Titanium $\alpha - \omega$ phase transformation pathway and a predicted metastable structure

TL;DR

This study uses advanced computational methods to elucidate the phase transformation pathway of titanium from alpha to omega, discovering two transition states and a metastable structure with potential implications for material stability.

Contribution

It introduces a combined SS-NEB and DFT+U approach to accurately map the transformation pathway and predicts a new metastable orthorhombic structure in titanium.

Findings

Identified two transition states along the alpha-omega transformation pathway.

Discovered a metastable orthorhombic structure with stable phonons.

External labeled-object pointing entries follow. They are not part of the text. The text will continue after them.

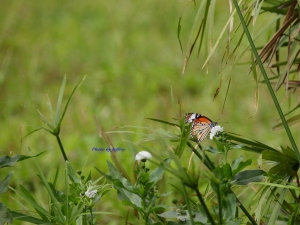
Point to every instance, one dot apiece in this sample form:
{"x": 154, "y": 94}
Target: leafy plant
{"x": 6, "y": 161}
{"x": 72, "y": 205}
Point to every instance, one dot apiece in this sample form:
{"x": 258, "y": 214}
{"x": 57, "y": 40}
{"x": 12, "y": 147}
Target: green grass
{"x": 131, "y": 56}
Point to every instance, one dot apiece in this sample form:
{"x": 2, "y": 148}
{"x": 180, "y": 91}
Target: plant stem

Found that the metastable phase decreases in stability with increasing pressure.

Abstract

As titanium is a highly utilized metal for structural light-weighting, its phases, transformation pathways (transition states), and structures have scientific and industrial importance. Impurities, pressure, and temperature control the phase stability and transition barriers in most industrial and geophysical materials - in Ti, interstitial O, N, or C retard while substitutional Al and V suppress the $\omega$ phase. Using a proper solid-state nudged elastic band (SS-NEB) method employing double-climbing images (C2-NEB) combined with density-function theory (DFT+U) methods for accurate energetics, we detail the pressure-induced $\alpha$ (ductile) to $\omega$ (brittle) transformation at the coexistence pressure. We find two transition states along the minimal-enthalpy path (MEP) and discover a metastable body-centered orthorhombic (bco) structure, with stable phonons, a lower density than the endpoint phases, and decreasing stability with increasing pressure.